Sは博雪とユビに軽そうな振る舞いをするが、そもそも下調べを怠る様では、何でも屋を自称するには難がある。
――……Sは自分達の素性をある程度把握している。
博雪はそう考え、Sを見やる。
するとSはその視線に気付き、にこりと薄い笑みを博雪へ返した。
「……ま、無いものは無いもんな。仕方ない。じゃあフロスト社に入社した時の日記だけでも見せてください、ユビ」
「だァから呼び捨てやめろ、おっさん!」
「おっさんは傷付きますな。オジサンにしてくれ。それかSさんでいいぞ」
「誰がさん付けするか!」
そしてまたも繰り返された手の平を叩く2人のコミュニケーションに、博雪は溜め息混じりで割って入る。
「はいはいストップ。ランチタイム内に終わらせる気ある?」
「だってコイツがー!」
「一応お客さんだからコイツとか言わない叩かない。本題進めて、注文取ってくれないと」
「ハハハ、ユビ怒られてやんの」
「僕は別にお客さんだからって叩き出さないとは言ってないですよ」
「おーっし、本題進めましょうか~」
調子の良いSからの言葉に、ユビは震える拳を見せながら歯軋りをする。
だがそんなユビに目もくれず、Sは喋り続けた。
「率直に言って、俺が知りたいのは白雪一姫が死んだ時期のフロスト社の動向です」
「……え?」
「ザックリな説明になってすまんが、お前の兄ちゃんが就職する前からフロスト社に良い噂ってのは無かった。真偽はともかく、おおっぴろげに出来ない裏稼業があるっていう噂が専らだった…し、今もそれは変わらないんですよ」
まるで映画やドラマのような、フィクションにしか思えないSの話にユビは上手く言葉が返せず、口を噤んで腰に手を当てると、首を傾げた。
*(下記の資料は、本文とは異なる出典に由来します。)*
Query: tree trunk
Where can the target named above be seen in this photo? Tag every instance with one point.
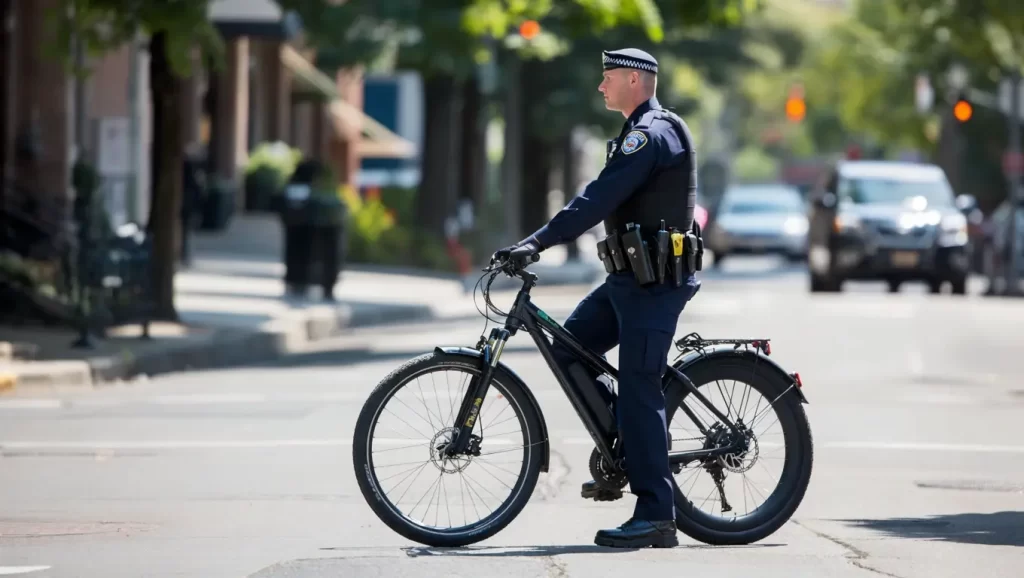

そんな作り話は今時流行らないだろうと言い掛けたその時、博雪が2人の会話を遮る。
「ねぇ、ユビに任せた手前あれだけど、いくら人が居ないからってそんな話をこんな喫茶店の昼間にするの、僕はどうかと思うな」
ろくろを回す手つきで説明を始めようとしたSに、博雪は水を差す。
〝誰が聞いているかも分からない所で話すな〟と釘を打つ行動であった。
――これは察しが良い悪いでない範疇の話になるのなら、ユビには荷が重い。
博雪は早々に判断し、ユビへの助け舟として、少々時間帯や場所を改めないかと遠回しにSへ提案する。
だがSは、またも薄い笑みで返すのみ。
「じゃあ閉めてください。営業時間内に発生したであろう売上金を出します」
「……買収とはまた…」
「貸切ですよ。まぁ、貴方に通用する手段ではないと分かって提案してますが」
笑みを崩さないSに、博雪は腰に片手を当てながら、冷めた目を向ける。
「やっぱり僕のこともよく調べてから来てくれたの?」
「…いいえ。正直なところ、プロフィールと前職を調べるので手一杯でした。なんで、出来れば俺にこの場を譲ってほしいだけです」
静まり返る店内で、またもユビだけが置いてけぼりになったその時、本日何度目になるのか分からない溜め息を博雪が溢す。
.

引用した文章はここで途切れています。